While you're waiting, let's address your underlying problem.
Outside of a scenario where you manually increase the size to prepare for more data (or just get dibs on space before someone else takes it), data files increase in size because you added data to the file, and it wasn't already big enough to store that data. Telling SQL Server to shrink a file that had to grow to accommodate more data is unlikely to accomplish anything unless you remove some of the data that caused it to grow in the first place.
This could be from a rogue backup job - maybe 3rd party - that is running every second and filling the backup history tables. Or a job run amok that is generating job history and filling that table with errors. Or an infinite loop that is filling database mail tables with junk. Or dozens of other things, especially if you've put user tables for your own processes into msdb
.
To find out what is taking up the space, you can use a query like this and another like this (many others exist). It could be that the tables are massive due to fragmentation, or lots of LOB data, or really bad fill factor, or oversized but underpopulated fixed-width columns, or just sheer number of rows. But you're going to have to find this and clear it up before shrinking has any hope of accomplishing anything.

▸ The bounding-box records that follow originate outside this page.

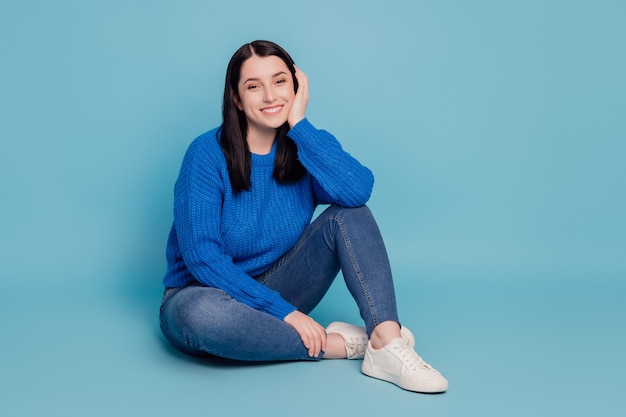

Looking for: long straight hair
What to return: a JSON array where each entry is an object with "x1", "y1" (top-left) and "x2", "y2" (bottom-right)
[{"x1": 220, "y1": 40, "x2": 306, "y2": 192}]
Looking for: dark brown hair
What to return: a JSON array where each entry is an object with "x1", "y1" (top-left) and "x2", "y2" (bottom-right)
[{"x1": 220, "y1": 40, "x2": 306, "y2": 192}]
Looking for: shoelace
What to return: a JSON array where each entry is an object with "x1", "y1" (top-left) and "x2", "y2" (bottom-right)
[{"x1": 393, "y1": 339, "x2": 439, "y2": 373}]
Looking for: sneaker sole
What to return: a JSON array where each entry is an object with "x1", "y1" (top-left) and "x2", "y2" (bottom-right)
[{"x1": 361, "y1": 361, "x2": 448, "y2": 394}]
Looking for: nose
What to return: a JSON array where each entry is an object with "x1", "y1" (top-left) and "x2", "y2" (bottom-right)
[{"x1": 263, "y1": 87, "x2": 274, "y2": 103}]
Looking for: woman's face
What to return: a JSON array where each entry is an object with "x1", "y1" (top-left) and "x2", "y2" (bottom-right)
[{"x1": 235, "y1": 55, "x2": 295, "y2": 134}]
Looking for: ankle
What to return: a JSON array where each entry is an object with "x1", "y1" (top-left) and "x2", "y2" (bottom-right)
[
  {"x1": 324, "y1": 333, "x2": 347, "y2": 359},
  {"x1": 370, "y1": 321, "x2": 402, "y2": 349}
]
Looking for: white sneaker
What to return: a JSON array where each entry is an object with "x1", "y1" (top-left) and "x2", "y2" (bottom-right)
[
  {"x1": 326, "y1": 321, "x2": 415, "y2": 359},
  {"x1": 326, "y1": 321, "x2": 369, "y2": 359},
  {"x1": 361, "y1": 338, "x2": 448, "y2": 393}
]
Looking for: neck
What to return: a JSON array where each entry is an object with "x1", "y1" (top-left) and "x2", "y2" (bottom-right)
[{"x1": 246, "y1": 129, "x2": 276, "y2": 155}]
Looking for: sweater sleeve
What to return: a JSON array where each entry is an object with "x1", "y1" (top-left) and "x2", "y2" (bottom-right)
[
  {"x1": 174, "y1": 139, "x2": 296, "y2": 320},
  {"x1": 288, "y1": 118, "x2": 374, "y2": 207}
]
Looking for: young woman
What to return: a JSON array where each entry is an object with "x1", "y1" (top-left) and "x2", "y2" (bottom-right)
[{"x1": 160, "y1": 41, "x2": 448, "y2": 392}]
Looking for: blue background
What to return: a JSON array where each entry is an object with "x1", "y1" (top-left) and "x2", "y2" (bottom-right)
[{"x1": 0, "y1": 0, "x2": 626, "y2": 416}]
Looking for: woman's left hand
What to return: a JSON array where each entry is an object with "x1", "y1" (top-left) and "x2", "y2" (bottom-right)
[{"x1": 287, "y1": 67, "x2": 309, "y2": 127}]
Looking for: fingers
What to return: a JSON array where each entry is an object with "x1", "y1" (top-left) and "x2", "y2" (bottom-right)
[
  {"x1": 285, "y1": 310, "x2": 326, "y2": 357},
  {"x1": 287, "y1": 67, "x2": 309, "y2": 127}
]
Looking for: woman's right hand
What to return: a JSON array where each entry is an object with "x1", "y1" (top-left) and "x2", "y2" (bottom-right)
[{"x1": 284, "y1": 310, "x2": 326, "y2": 358}]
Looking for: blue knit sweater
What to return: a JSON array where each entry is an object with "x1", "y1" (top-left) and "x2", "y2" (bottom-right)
[{"x1": 163, "y1": 119, "x2": 374, "y2": 320}]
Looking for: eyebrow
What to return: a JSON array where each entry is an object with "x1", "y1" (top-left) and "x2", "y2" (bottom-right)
[{"x1": 243, "y1": 71, "x2": 287, "y2": 84}]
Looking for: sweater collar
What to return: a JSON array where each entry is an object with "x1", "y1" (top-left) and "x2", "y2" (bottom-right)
[{"x1": 251, "y1": 140, "x2": 278, "y2": 166}]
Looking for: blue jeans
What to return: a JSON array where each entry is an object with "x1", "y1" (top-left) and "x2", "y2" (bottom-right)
[{"x1": 160, "y1": 206, "x2": 398, "y2": 361}]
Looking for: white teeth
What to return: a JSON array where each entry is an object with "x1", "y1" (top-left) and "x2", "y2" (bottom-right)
[{"x1": 261, "y1": 107, "x2": 280, "y2": 113}]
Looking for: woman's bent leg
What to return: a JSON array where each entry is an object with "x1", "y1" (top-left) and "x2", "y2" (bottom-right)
[
  {"x1": 259, "y1": 205, "x2": 398, "y2": 335},
  {"x1": 160, "y1": 285, "x2": 319, "y2": 361}
]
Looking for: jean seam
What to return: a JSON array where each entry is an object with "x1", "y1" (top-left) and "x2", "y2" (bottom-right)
[
  {"x1": 335, "y1": 216, "x2": 378, "y2": 327},
  {"x1": 259, "y1": 213, "x2": 332, "y2": 284}
]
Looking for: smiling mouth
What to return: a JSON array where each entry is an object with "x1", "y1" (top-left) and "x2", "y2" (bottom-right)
[{"x1": 261, "y1": 106, "x2": 283, "y2": 116}]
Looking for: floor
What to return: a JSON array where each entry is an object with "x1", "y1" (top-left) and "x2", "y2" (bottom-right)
[{"x1": 0, "y1": 268, "x2": 626, "y2": 417}]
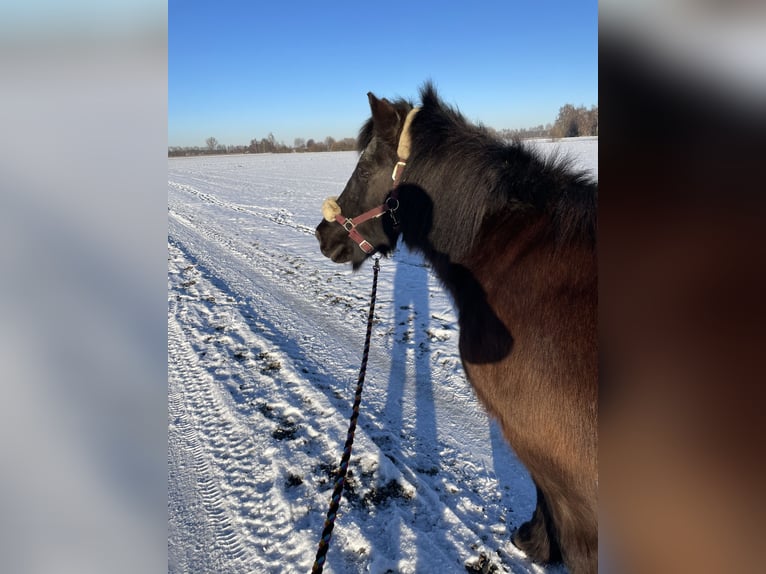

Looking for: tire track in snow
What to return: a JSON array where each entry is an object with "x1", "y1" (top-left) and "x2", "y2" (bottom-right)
[
  {"x1": 168, "y1": 313, "x2": 246, "y2": 569},
  {"x1": 169, "y1": 155, "x2": 564, "y2": 572}
]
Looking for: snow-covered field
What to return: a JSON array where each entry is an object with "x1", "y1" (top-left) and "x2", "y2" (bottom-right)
[{"x1": 168, "y1": 138, "x2": 598, "y2": 574}]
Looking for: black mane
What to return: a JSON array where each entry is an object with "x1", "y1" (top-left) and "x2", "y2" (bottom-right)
[{"x1": 357, "y1": 83, "x2": 598, "y2": 257}]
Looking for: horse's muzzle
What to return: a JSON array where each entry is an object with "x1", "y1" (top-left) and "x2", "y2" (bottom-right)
[{"x1": 314, "y1": 221, "x2": 352, "y2": 263}]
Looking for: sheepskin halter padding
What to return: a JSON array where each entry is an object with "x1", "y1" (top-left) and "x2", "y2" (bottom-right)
[
  {"x1": 322, "y1": 197, "x2": 340, "y2": 223},
  {"x1": 322, "y1": 108, "x2": 420, "y2": 253}
]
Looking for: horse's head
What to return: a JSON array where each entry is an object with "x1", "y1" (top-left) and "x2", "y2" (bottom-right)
[{"x1": 316, "y1": 93, "x2": 414, "y2": 269}]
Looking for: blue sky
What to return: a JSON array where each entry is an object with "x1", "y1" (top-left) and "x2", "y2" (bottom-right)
[{"x1": 168, "y1": 0, "x2": 598, "y2": 146}]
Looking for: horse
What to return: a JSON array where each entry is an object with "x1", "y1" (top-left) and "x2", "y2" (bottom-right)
[{"x1": 316, "y1": 82, "x2": 598, "y2": 574}]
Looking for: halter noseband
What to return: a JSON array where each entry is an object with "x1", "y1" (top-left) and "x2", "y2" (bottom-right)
[{"x1": 322, "y1": 108, "x2": 420, "y2": 255}]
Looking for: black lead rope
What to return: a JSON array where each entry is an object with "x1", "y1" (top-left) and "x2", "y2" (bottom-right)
[{"x1": 311, "y1": 257, "x2": 380, "y2": 574}]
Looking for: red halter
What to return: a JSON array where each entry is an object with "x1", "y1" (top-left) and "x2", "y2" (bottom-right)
[
  {"x1": 328, "y1": 108, "x2": 420, "y2": 255},
  {"x1": 335, "y1": 161, "x2": 407, "y2": 255}
]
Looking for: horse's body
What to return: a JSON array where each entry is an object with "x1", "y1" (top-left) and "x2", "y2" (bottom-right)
[{"x1": 317, "y1": 85, "x2": 598, "y2": 574}]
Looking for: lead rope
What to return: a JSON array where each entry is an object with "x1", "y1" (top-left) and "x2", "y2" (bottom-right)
[{"x1": 311, "y1": 257, "x2": 380, "y2": 574}]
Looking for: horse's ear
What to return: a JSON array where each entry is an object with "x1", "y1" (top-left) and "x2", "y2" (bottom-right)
[{"x1": 367, "y1": 92, "x2": 399, "y2": 140}]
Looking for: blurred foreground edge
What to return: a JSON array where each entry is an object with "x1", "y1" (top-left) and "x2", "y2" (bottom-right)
[{"x1": 599, "y1": 26, "x2": 766, "y2": 574}]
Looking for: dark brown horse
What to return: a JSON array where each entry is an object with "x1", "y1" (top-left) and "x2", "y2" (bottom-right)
[{"x1": 316, "y1": 84, "x2": 598, "y2": 574}]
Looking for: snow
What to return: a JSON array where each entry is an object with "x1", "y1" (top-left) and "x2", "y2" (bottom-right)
[{"x1": 168, "y1": 138, "x2": 598, "y2": 574}]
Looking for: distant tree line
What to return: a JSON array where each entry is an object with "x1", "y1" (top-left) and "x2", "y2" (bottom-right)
[
  {"x1": 168, "y1": 133, "x2": 356, "y2": 157},
  {"x1": 168, "y1": 104, "x2": 598, "y2": 157}
]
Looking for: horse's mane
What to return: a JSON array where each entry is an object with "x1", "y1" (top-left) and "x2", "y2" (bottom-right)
[{"x1": 357, "y1": 82, "x2": 598, "y2": 255}]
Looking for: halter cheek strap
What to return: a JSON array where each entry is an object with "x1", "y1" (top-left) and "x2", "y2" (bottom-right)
[{"x1": 322, "y1": 108, "x2": 420, "y2": 255}]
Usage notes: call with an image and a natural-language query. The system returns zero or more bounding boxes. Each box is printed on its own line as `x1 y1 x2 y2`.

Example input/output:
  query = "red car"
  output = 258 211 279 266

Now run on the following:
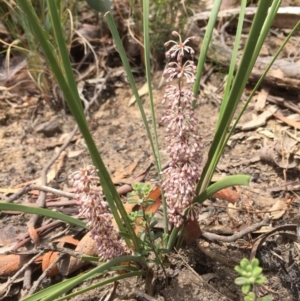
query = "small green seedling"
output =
234 258 272 301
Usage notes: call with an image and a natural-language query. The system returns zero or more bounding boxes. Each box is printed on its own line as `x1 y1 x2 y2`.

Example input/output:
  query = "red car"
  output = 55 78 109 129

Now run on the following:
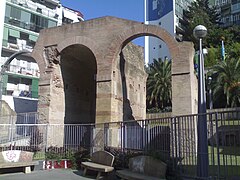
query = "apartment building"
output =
0 0 83 111
145 0 194 65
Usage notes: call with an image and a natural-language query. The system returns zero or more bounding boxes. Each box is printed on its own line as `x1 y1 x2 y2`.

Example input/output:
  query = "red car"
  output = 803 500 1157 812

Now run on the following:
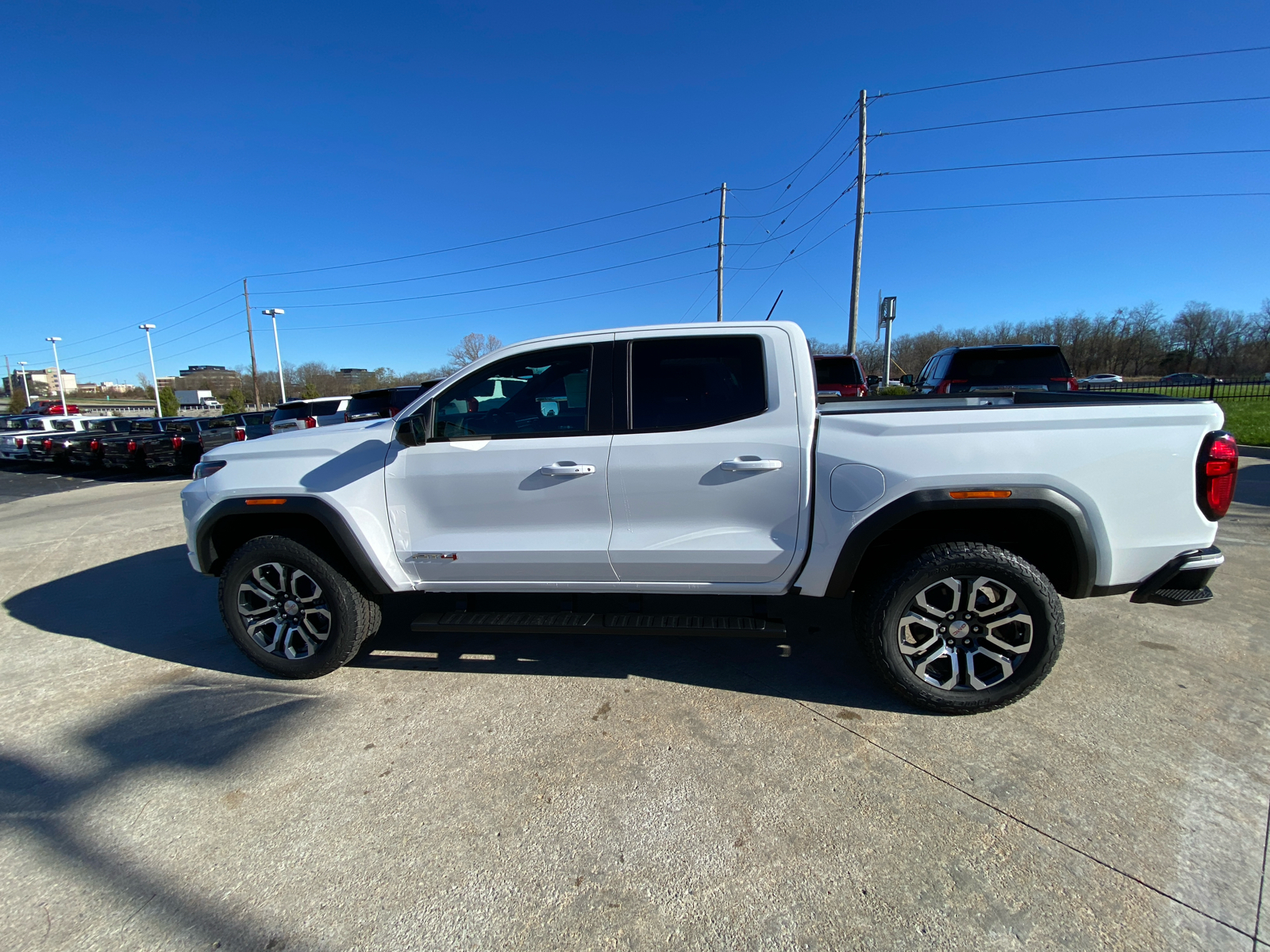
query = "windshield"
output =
273 404 309 423
815 357 864 387
946 347 1072 387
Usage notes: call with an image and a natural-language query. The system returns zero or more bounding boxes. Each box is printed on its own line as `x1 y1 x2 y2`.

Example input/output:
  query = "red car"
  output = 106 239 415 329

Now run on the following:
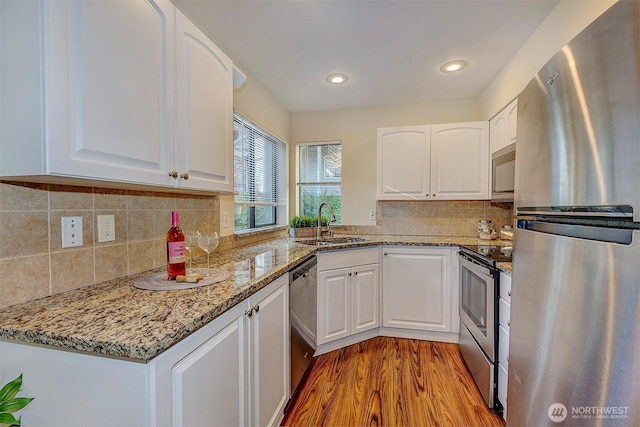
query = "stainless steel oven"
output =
458 248 499 408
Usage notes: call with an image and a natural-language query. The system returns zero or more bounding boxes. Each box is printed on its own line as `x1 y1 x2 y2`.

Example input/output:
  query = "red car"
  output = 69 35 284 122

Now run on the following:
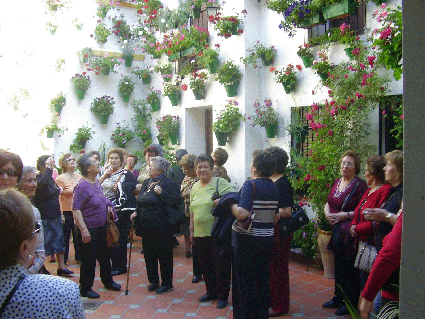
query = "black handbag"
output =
279 204 310 237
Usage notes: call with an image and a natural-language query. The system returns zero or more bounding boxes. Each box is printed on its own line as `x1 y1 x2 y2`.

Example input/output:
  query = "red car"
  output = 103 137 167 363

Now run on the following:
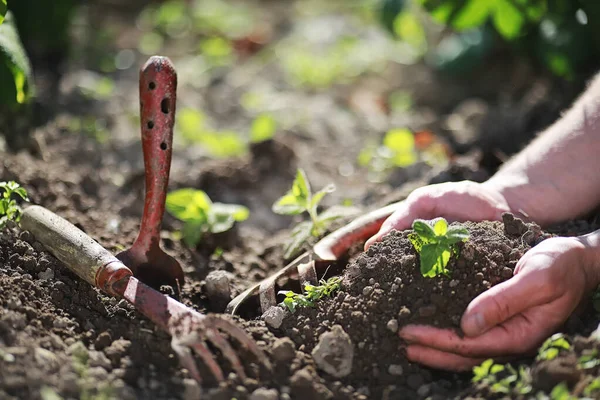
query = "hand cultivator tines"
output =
117 56 184 293
21 206 270 382
225 203 398 314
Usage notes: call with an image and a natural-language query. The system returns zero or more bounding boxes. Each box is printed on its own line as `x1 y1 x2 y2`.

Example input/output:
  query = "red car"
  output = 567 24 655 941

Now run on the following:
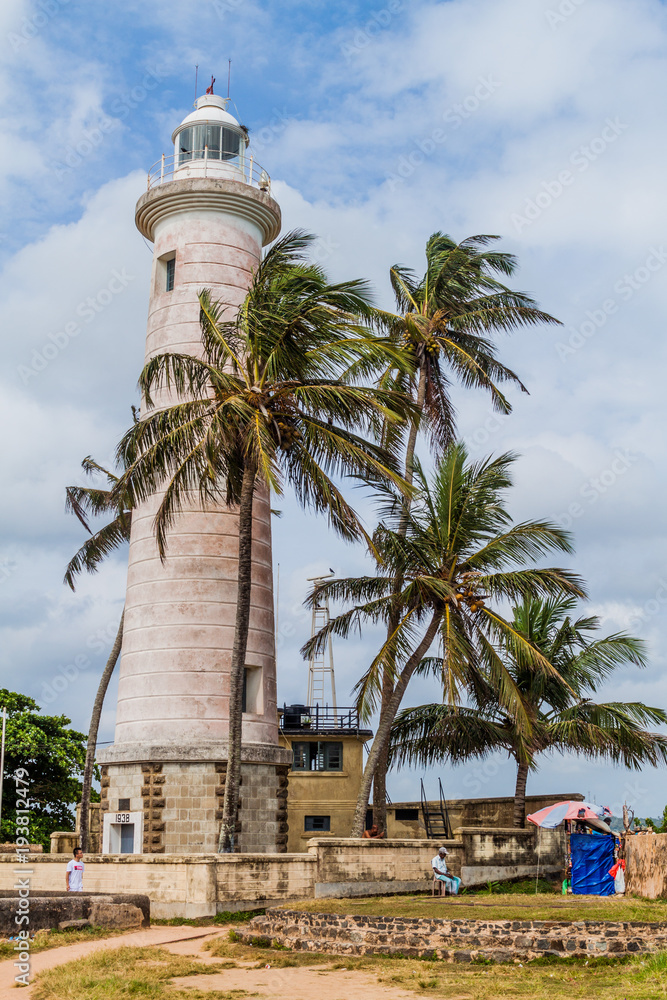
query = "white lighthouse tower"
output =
98 94 289 853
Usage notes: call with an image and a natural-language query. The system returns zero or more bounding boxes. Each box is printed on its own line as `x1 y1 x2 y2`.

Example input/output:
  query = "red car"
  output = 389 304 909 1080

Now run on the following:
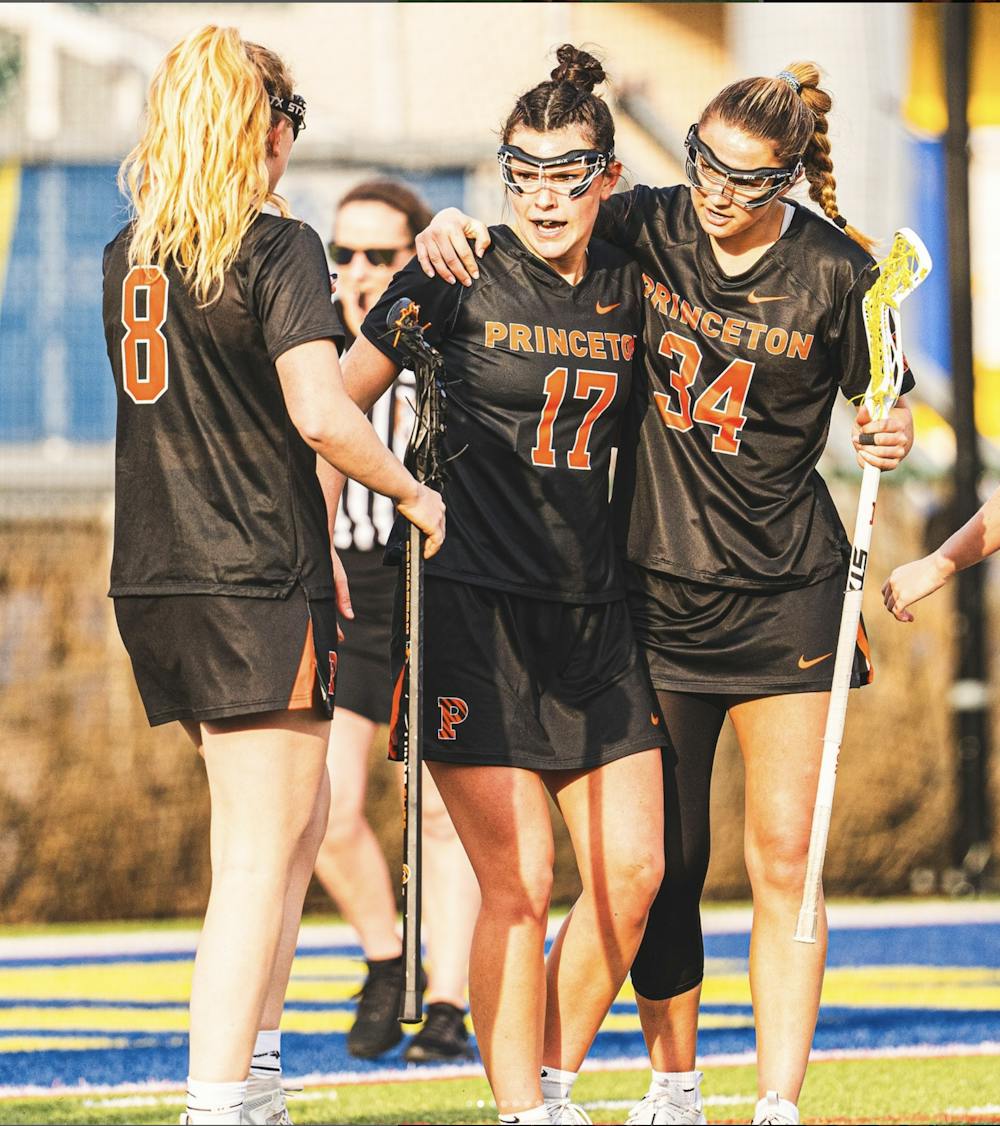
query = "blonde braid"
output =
785 63 875 253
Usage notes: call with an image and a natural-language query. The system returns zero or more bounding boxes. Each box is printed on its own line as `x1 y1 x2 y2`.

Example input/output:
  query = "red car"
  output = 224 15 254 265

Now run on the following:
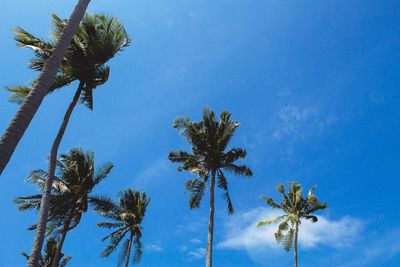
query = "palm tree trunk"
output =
294 222 299 267
125 233 133 267
206 170 216 267
28 83 83 267
52 217 73 267
0 0 90 175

Remove the data you no longer need (and take whatever steps necessary to ensure that whatever process did that is not going to do it again). Rebuild the indexes with a proper fill factor, and set up some kind of maintenance routine (like Ola's scripts) to manage indexes, and possibly an alert on too many file growth events for the msdb
database (or all databases), so you can catch this problem earlier. You can see all file growth events that happened recently, for example, using the default trace.
Then, use DBCC SHRINKFILE
(not some UI hinkiness in SSMS, or DBCC SHRINKDATABASE
, which will also try to shrink the log, and will try to shrink everything at once), a little bit at a time, to bring the file size back down. If the file is currently 450 GB, and you free up 300 GB (you can use sp_spaceused
to see the result of the above), I would get to a 200 GB file, let's say (leaving room for future growth), by first shrinking to 425 GB, then 400 GB, then 375 GB, and so on... you may need to do that in smaller chunks, say starting with 2 GB or 5 GB at a time, depending on the capabilities of the underlying disk subsystem.